LIEBE LIEBE

"Ersatzreligion" Liebe? Vom Fehler, in der Liebe das Paradies zu suchen

Liebeskolumne: Liebe
Liebe bedeutet auch Schmerz

Ist die Liebe eine Mogelpackung?

Heute widme ich mich einem sehr gewichtigen Thema. Um genau zu sein geht es nahezu um die Wurst. Es geht darum, ob wir mit der Liebe so viele Probleme haben, weil wir die die Liebe schlichtweg überbewerten. Das behauptet ein Kollege von mir, der einen Artikel darüber geschrieben hat, dass wir die Liebe wie eine Ersatzreligion behandeln und uns damit selbst ganz fürchterlich ein Beinchen stellen. Alles steht und fällt mit der Liebe. Das sei eine Zumutung für die arme Liebe.

Da ist was dran. Von Kindesbeinen an werden wir damit konfrontiert, dass es die Liebe ist, die uns glücklich machen wird. Wir suchen sie, wir vertrauen auf den Zufall oder wir suchen sie im Internet. Wir schauen sie uns im Kino an, wir machen uns ein Bild vom Paradies der Liebe. Und dann kommt die Liebe und macht einen unglücklich. Ist Liebe also eine Mogelpackung? Ich denke nun seit Jahrzehnten über die Liebe nach und habe mich in der Tat schon oft gewundert, warum die Menschen ihr Seelenheil in die Liebe setzen. Es gibt wahrlich aussichtsträchtigere Optionen.

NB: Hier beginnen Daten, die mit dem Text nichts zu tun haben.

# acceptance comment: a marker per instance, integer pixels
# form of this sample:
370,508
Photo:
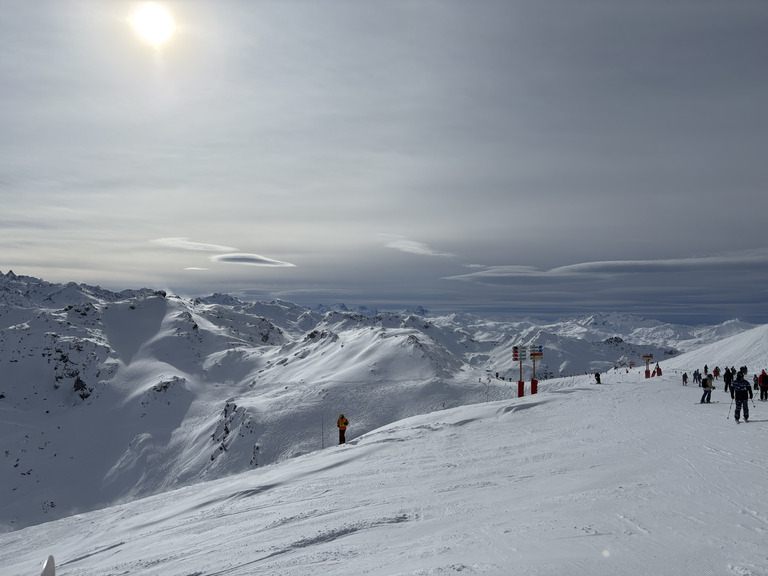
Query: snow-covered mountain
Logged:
633,476
107,397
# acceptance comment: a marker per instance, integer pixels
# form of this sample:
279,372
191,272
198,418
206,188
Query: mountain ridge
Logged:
148,391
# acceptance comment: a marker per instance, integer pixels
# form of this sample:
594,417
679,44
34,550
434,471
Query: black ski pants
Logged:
742,402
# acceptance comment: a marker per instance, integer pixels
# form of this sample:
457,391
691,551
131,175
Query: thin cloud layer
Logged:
249,260
745,261
187,244
582,151
411,246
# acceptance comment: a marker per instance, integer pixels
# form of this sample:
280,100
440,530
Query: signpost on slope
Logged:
535,354
518,355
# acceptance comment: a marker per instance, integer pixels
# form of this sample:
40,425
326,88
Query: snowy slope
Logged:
629,477
106,397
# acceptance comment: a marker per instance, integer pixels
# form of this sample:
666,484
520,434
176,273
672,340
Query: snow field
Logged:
628,477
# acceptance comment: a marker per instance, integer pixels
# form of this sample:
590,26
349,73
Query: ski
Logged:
49,568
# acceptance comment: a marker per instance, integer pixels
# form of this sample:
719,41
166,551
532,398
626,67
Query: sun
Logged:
153,23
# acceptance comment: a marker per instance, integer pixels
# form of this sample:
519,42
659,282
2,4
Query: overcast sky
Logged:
533,157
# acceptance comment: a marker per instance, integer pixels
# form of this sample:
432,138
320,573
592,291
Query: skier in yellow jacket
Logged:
342,423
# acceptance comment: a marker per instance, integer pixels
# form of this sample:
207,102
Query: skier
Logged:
708,386
739,390
342,423
727,378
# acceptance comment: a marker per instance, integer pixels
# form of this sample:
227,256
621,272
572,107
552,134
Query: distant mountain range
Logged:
107,396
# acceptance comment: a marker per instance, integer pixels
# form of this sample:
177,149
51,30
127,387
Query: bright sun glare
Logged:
153,23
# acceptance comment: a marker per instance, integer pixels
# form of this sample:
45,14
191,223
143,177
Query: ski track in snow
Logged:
626,477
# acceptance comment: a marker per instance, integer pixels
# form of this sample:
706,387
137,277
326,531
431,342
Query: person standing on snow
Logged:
763,383
727,378
342,423
708,386
739,390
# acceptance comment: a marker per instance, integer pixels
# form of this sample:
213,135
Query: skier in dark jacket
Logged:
727,378
740,388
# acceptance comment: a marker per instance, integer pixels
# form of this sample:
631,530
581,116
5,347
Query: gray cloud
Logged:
746,261
249,260
411,246
594,145
186,244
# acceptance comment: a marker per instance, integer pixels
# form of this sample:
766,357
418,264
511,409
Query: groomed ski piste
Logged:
626,477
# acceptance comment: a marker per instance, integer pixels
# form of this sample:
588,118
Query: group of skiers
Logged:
736,383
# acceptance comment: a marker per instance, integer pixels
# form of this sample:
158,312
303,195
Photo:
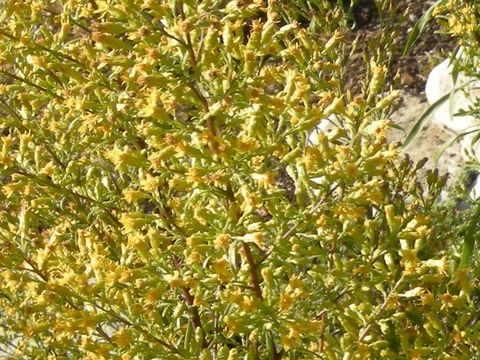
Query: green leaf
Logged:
414,132
419,27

Der Hauptgrund für die Unwägsamkeiten: In der Liebe sind wir eben von einem Du abhängig, dieses Du kann uns doof finden, unsere Gefühle nicht erwidern, uns betrügen, uns verlassen. Selbst wenn es zu einer Beziehung kommt zwischen einem Ich und einem Du ist nicht gesagt, dass beide „Teilnehmer“ glücklich werden. Ich kenne einige Paare, die in Liebe verbunden sind, die aber im Alltag einfach nicht zusammenpassen. Alternative: Es passt, doch nach 15 Jahren passt es nicht mehr, weil sich einer oder weil sich beide verändert haben.

Insofern bin ich auch skeptisch, was den Liebeswahn angeht. Wenn ich Liebe leicht mache, fange ich gern schon im Vorfeld an und bereite die Leute darauf vor, dass Liebe, wie es so schön heißt, nichts für Feiglinge ist.

Liebe bedeutet gleichzeitig auch Schmerz

Es geschieht, dass die Liebe über einen kommt, und man weint sich die Augen aus, weil das Objekt der Begierde zum Beispiel verheiratet ist. Vom Schmerz der Liebe muss man wissen, den muss man aushalten wollen oder können. Wer von Liebe spricht, spricht auch vom Schmerz. An diesem Punkt setze ich an, auf diese Weise verstehe ich meine Aufgabe als Liebesexpertin. Ich gebe in meinen Texten und mündlich weiter, dass Liebe durchaus Sinn im Leben stiftet, dieser Sinn kann allerdings auch Unsinn sein. Das beste Buch dazu hat Eva Illouz geschrieben. Titel: „Warum Liebe weh tut: Eine soziologische Erklärung.“ Das ist einfach die Wahrheit über die Liebe: Sie tut oft weh.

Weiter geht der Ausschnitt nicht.